Sisson Street Park in Remington is home to meditation groups, exercise classes, movie nights, and more than 40 community gardens. But when Bill Cunningham first moved to the Baltimore neighborhood 13 years ago, the park was little more than a vacant lot.
"The grass was four or five feet tall. It was covered in trash and debris, and the only thing you could do there is cut through it on a little path that ran catty-corner through it," says Cunningham, who works with the Greater Remington Improvement Association on beautification efforts and community events throughout the neighborhood.
After Cunningham began mowing the lot—which at the time was owned by the city—he saw the realization of the Field of Dreams mantra: "If you build it, they will come." Soon after the tall grass had been cleared, Cunningham passed by the lot and saw a father and son playing catch. That's when he realized that Sisson Street Park could become a space for the entire community, he says.
Of course, it would take a great deal of work to turn a mowed lot into a vibrant and thriving neighborhood park. Cunningham knew just where to turn for help in numbers.
"We had a relationship with Johns Hopkins because students ran a homework club over at the Church of the Guardian Angel," Cunningham says. "When we heard about the President's Day of Service, we had the perfect project for it."
The university's annual President's Day of Service, which takes place Saturday, brings together Johns Hopkins students and other volunteers for service at dozens of Baltimore nonprofits and community organizations, including schools, neighborhood associations, and homeless shelters. The event, now in its 11th year, was launched in 2009 by Johns Hopkins University President Ronald J. Daniels. Nearly 1,000 students are expected to participate at 39 sites across the city this year, organizers said.

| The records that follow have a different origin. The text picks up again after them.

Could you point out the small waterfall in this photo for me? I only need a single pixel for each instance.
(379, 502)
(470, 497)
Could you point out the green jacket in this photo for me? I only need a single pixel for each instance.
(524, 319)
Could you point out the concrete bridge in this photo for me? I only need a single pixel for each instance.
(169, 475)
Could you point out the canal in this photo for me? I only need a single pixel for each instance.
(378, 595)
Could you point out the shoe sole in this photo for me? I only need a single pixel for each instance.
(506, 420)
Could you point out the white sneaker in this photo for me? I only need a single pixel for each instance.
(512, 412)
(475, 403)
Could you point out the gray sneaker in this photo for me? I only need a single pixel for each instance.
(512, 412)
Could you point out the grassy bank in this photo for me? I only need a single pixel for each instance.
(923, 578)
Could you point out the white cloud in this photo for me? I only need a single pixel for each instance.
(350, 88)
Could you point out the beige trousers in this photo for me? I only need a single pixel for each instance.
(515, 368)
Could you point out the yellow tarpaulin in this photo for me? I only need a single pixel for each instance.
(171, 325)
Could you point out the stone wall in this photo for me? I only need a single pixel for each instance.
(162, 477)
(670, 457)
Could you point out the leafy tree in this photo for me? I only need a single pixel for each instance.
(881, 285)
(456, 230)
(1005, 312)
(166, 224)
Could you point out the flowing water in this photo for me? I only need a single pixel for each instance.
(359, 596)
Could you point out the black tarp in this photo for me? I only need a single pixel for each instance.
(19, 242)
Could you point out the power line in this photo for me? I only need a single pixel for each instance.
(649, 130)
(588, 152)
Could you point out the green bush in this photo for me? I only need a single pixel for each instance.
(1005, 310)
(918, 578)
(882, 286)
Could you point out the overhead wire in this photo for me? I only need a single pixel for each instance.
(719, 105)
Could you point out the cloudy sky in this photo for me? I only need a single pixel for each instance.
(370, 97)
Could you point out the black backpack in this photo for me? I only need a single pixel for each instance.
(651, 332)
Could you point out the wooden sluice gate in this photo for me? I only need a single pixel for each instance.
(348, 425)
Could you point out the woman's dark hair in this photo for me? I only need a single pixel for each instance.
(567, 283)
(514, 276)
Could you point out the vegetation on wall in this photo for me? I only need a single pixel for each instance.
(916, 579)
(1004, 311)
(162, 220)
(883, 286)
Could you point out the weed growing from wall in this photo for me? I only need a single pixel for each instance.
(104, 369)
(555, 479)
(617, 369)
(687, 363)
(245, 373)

"The exciting thing about the President's Day of Service is the potential for it to lead to deep and powerful relationships within Baltimore that go far beyond one day," said Misti McKeehen, executive director of the Center for Social Concern. "When we combine service and reflection, our volunteers have the opportunity to build stronger connections with the inspiring community organizations in the city we call home."
Hopkins students have volunteered in Remington and at the Sisson Street Park for nearly a decade. Cunningham says their efforts have helped transform a site of blight and neglect into something of an urban oasis.
At the beginning, he says, while the space was still mostly a vacant lot, student volunteers were largely tasked with picking up trash and moving dirt around. As it has evolved, students have become more involved with park upkeep, pulling weeds, winterizing garden beds, and mulching.
Daniel Swartz, a JHU junior majoring in applied math and statistics, volunteered at Sisson Street Park last year during President's Day of Service and is registered to participate again this year.
"I think in situations like this, the collective effort is greater than the sum of its parts," Swartz says. "I think five people working together is more effective than five people working separately, and I love that [President's Day of Service] harnesses that power by bringing the student body together to work on these projects."
Future plans for the park include building a pavilion and a playground for children, Cunningham says.
Looking back at the evolution of both the park and Remington as a whole over the past decade, Cunningham adds that the neighborhood is grateful to Johns Hopkins and its students for their role in helping the area thrive.
"When I moved here 13 years ago, I recaptured something I lost when I was 15 years old: a sense of community," he says. "Now it's really becoming something special."